PrimeWest leaves own backyard

Canada may be back on the radar screen for U.S. investment dealers, but the Lower 48 has its appeal for Canadian income trusts.

PrimeWest Energy Trust joined a lengthening list June 26 by rounding up a collection of oil properties in North Dakota, Montana and Wyoming for US$330 million, gaining production of 3,200 barrels of oil equivalent per day — 94 percent oil and 6 percent natural gas.

The sellers were not identified, although the assets were posted by privately held CamWest of Houston through divestitures firm Scotia Waterous.

The proven plus probable reserves of 28.9 million boe puts the price at about C$103,000 per flowing barrel — a steep premium alongside recent trust transactions that have peaked at about C$80,000 per barrel.

But PrimeWest Chief Executive Officer Don Garner said the trust has been forced to hunt outside Canada because of the dwindling prospects on the home front.
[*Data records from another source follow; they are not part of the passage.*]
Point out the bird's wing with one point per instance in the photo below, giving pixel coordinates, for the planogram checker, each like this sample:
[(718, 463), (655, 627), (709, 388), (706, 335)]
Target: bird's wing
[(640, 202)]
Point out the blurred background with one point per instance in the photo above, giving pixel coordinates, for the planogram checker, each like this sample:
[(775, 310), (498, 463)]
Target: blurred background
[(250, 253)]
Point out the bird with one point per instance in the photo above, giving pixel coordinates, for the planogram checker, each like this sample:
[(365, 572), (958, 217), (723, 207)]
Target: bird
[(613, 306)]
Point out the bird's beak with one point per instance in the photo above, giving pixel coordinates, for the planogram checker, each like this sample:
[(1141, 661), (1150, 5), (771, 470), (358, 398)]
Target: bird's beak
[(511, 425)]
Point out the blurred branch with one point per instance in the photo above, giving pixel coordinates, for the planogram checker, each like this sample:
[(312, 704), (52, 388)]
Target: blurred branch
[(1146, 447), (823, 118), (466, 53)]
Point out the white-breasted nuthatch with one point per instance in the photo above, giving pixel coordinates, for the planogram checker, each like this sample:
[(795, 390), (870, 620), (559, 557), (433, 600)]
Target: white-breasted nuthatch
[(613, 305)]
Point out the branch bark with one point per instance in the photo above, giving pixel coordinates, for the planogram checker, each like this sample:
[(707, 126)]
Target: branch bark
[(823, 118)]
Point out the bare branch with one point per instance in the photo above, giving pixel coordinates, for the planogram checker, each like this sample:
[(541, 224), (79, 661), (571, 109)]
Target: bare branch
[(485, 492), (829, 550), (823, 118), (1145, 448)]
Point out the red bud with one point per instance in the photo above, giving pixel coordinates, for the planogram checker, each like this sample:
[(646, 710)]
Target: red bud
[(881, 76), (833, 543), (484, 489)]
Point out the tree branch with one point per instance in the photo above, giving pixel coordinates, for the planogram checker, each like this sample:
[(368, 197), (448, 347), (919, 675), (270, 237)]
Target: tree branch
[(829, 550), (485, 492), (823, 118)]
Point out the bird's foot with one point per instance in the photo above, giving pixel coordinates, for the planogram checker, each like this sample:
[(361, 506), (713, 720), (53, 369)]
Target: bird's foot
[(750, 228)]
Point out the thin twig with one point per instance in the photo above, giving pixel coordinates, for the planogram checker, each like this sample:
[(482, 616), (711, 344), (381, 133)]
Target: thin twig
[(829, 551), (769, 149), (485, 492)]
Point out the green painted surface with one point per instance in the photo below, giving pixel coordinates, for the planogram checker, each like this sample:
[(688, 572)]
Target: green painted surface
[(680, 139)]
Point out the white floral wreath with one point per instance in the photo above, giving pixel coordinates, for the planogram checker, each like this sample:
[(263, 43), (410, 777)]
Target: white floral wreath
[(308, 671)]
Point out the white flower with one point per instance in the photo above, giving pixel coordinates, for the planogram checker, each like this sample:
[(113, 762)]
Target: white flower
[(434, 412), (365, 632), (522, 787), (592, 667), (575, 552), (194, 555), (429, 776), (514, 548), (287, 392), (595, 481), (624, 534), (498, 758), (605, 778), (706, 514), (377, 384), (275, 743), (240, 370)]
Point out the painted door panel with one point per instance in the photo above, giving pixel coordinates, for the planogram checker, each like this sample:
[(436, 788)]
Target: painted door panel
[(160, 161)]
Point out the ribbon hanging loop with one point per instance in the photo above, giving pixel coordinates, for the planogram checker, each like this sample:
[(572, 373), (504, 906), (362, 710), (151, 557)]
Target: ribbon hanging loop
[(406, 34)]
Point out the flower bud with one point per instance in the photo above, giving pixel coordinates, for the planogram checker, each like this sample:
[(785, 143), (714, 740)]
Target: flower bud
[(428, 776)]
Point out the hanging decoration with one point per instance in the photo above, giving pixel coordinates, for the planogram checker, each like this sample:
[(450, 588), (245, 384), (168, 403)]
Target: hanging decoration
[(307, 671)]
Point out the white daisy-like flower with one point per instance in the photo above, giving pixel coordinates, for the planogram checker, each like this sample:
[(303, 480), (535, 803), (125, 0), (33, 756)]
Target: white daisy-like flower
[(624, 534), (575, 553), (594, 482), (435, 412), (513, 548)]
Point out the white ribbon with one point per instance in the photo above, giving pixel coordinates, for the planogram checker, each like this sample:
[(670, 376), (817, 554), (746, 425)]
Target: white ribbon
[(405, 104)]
Other trusts such as Enerplus Resources Fund, Provident Energy Trust and Enterra Energy Trust have already extended their operations south of the 49th parallel.

The assets also include infill drilling and waterflood opportunities on 47,000 acres in the Williston basin, which is south of Saskatchewan’s Weyburn and Midale properties where enhanced recovery techniques involving carbon dioxide injections are under way.

The purchase stretched PrimeWest’s overall reserve life to 12.3 years from 11.2 years at current rates of production and boosts its average production to about 40,000 boe per day.